1. Create a dedicated owner profile: Create a new, non-interactive user profile with minimal authorities (e.g., no *ALLOBJ special authority and no command line access) to act as the owner of the application’s objects.
   • Application programs → APP_PGM_OWN
   • Data files → APP_DATA_OWN
   • System utilities → SYS_OWN
2. Never reuse powerful profiles
3. Transfer ownership: 
   • Use the Change Object Owner (CHGOBJOWN) ,Change Owner (CHGOWN) commands to transfer ownership of the objects from the current owner (e.g., QSECOFR) to the new, restricted owner profile.
     • Safely transfer authority: The default for the CUROWNAUT parameter is *REVOKE, which automatically removes the previous owner’s authority to the object. Ensure this parameter is used to prevent the former owner from retaining unnecessary access.
   • Use Change Program (CHGPGM) and/or Change Service Program (CHGSRVPGM) commands to change the owners.

Strategy 2: Minimize adopted authority

If a program truly needs elevated access: Grant object-level authority, Avoid blanket special authorities

• Minimize adopted authority:
  • Set programs to run with the caller’s authority (USRPRF(*USER)) whenever possible.
  • If adoption is necessary for specific, narrowly defined business justifications, ensure strong access controls (e.g., authorization lists) are in place to restrict who can execute the program.
• Implement authorization lists and PUBLIC EXCLUDE: Apply authorization lists to sensitive program objects and set *PUBLIC authority to *EXCLUDE. This blocks unauthorized execution paths and ensures only specific, authorized users or groups have access.

Strategy 3: Eliminate Dynamic Command Execution

Avoid: CALL QCMD
use:

• Parameterized CL
• Controlled APIs

Fully qualify calls: Ensure all sensitive calls to programs, commands, and files are fully qualified with their library names (never rely solely on *LIBL).

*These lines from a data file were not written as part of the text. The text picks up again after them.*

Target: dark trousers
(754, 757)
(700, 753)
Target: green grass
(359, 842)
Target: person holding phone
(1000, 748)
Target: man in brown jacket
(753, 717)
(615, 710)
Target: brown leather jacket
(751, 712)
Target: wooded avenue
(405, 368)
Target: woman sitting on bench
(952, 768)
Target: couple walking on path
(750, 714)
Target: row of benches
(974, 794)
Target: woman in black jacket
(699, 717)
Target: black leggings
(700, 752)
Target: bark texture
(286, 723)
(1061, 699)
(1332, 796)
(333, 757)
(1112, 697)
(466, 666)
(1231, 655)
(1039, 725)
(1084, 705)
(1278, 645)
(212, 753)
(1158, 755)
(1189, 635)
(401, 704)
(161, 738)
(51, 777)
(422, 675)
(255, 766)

This prevents library list manipulation, a common vector for privilege escalation attacks.

Strategy 4: Monitor Adopted Authority Usage

Regularly audit object ownership and permissions to ensure compliance with the new security template and check for any deviations. Commercial tools can help in comparing current settings against a predefined security template. 

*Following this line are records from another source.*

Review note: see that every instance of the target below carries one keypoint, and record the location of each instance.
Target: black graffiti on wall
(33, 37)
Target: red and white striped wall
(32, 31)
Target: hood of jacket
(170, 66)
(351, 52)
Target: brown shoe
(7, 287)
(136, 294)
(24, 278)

Enable auditing above options and Then correlate:

• User
• Program
• Owner
• Object accessed

Ownership Chains vs Zero Trust Thinking

Ownership chains assume:

“If you trust the program owner, you trust everything it touches.”

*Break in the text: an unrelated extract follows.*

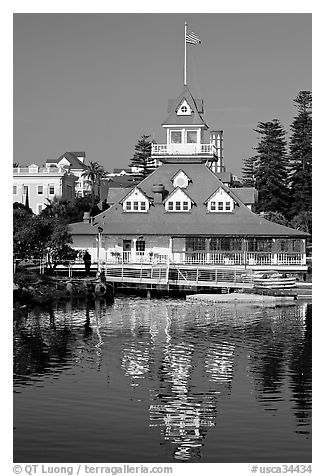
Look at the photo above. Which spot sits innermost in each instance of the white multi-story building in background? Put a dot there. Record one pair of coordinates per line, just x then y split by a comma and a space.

That assumption no longer holds in:

• Shared environments
• Multi-team operations
• Compliance-driven systems

IBM i does not enforce Zero Trust. You must design it.

Final Thoughts

Object ownership isn’t just about who “owns” a file; it’s about the invisible permissions that flow through your application stack. Ownership chains are not a vulnerability. They are a powerful feature. But unmanaged ownership chains turn IBM i into:

• A privilege escalation platform
• A blind spot for audits
• A nightmare during forensic investigations

If you secure IBM i seriously, you must understand who owns what—and why. By auditing your ownership chains and strictly controlling who can create programs that adopt authority, you close a loophole that many hackers—and even some auditors—rely on staying open.